Face à l’hyper-austérité, retrouver le chemin des mobilisations
Le 9 avril, le quotidien économique les Échos révélait le contenu du « programme de stabilité » élaboré par le ministère de l’Économie, quelques jours avant qu’il soit envoyé à la Commission européenne. Un « programme » qui confirme que la volonté de maintenir la réforme de l’assurance chômage n’est pas un accident de parcours, mais s’inscrit pleinement dans les projets du gouvernement pour un hypothétique deuxième mandat d’Emmanuel Macron. Ainsi, alors que le déficit budgétaire s’est élevé à 9,2 % du PIB en 2020 et devrait être du même ordre en 2021, le gouvernement prévoit un retour aux 3 % en 2027. Un « tour de vis » majeur, qui va impliquer une hyper-austérité dans la mesure où le gouvernement refuse d’envisager toute augmentation des recettes – et donc des impôts – alors que l’argent existe pourtant, comme le montre l’augmentation du nombre de milliardaires en France (de 39 à 42 entre 2020 et 2021) et les bénéfices du CAC 40 (36 milliards d’euros en 2020 malgré la crise).

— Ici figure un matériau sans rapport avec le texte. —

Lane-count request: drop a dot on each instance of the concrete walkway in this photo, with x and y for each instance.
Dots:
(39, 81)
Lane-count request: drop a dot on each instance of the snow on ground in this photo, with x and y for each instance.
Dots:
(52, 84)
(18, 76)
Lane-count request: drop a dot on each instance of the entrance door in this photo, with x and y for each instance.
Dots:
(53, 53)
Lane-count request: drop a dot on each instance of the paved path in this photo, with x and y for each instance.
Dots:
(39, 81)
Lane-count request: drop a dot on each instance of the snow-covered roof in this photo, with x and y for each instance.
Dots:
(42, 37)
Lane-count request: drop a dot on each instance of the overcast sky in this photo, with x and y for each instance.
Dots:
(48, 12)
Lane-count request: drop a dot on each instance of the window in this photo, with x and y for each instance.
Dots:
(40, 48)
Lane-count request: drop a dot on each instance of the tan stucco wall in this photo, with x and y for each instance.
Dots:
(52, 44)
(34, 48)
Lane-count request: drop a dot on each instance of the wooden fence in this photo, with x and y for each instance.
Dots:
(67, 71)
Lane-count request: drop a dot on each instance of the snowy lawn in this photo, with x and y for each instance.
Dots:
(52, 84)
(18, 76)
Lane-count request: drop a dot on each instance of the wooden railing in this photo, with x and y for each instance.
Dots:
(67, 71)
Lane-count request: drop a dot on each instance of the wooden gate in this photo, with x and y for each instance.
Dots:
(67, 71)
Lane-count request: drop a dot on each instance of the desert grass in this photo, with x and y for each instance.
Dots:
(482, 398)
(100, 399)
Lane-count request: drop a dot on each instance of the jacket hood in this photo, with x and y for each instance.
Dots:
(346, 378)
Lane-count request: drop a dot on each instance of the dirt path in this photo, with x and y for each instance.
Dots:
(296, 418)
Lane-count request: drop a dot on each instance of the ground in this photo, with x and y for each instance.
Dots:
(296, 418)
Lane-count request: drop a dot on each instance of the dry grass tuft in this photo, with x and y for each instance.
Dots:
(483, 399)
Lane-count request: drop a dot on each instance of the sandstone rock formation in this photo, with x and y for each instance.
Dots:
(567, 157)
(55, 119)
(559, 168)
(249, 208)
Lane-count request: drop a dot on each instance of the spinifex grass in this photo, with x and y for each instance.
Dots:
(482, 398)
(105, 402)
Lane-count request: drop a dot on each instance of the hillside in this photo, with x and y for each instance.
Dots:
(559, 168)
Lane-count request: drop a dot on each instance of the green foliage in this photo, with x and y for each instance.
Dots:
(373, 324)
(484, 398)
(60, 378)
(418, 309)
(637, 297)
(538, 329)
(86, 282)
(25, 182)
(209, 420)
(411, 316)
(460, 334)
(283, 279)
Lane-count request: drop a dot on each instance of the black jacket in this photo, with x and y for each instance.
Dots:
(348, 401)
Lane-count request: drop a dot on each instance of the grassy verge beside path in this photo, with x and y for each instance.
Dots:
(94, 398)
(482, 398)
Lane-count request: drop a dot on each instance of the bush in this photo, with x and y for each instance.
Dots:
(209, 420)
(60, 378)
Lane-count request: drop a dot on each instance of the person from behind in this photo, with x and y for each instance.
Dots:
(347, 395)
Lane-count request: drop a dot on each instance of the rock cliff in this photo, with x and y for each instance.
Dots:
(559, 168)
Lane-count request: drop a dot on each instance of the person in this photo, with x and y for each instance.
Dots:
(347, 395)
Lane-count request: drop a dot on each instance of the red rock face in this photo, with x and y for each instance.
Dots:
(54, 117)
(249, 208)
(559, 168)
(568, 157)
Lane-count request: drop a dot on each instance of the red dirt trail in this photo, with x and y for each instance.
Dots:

Comme le résume Romaric Godin de Mediapart : « Dans ce contexte, une réforme des retraites visant à réduire rapidement les dépenses semble inévitable, ainsi que la poursuite de l’austérité salariale pour les fonctionnaires, la réduction du nombre des agents et les économies dans le système de santé. »1 En d’autres termes, la poursuite et l’amplification de la guerre sociale, menée par un gouvernement dont la catastrophique gestion de la crise sanitaire donne une idée du peu d’importance qu’il accorde à nos vies lorsqu’il s’agit de faire tourner la machine capitaliste. Face à un tel projet, nous n’avons pas d’autre solution que de reprendre le chemin des mobilisations, dans un contexte sanitaire certes pesant mais qui ne saurait être un obstacle insurmontable à la construction d’une opposition de rue au gouvernement et à ses plans. Les personnels de la culture, les salariéEs de l’Éducation nationale, les boîtes en lutte contre les licenciements, nous montrent qu’il est possible de dépasser la résignation et de porter le fer contre le pouvoir et le patronat. Et ce n’est pas parce que certains se lancent déjà dans la compétition présidentielle que nous attendrons 2022 pour nous faire entendre et construire le touTEs ensemble nécessaire pour stopper Macron.
- 1. Romaric Godin, « Pour son second mandat, Macron promet l’austérité », Mediapart, 9 avril 2021.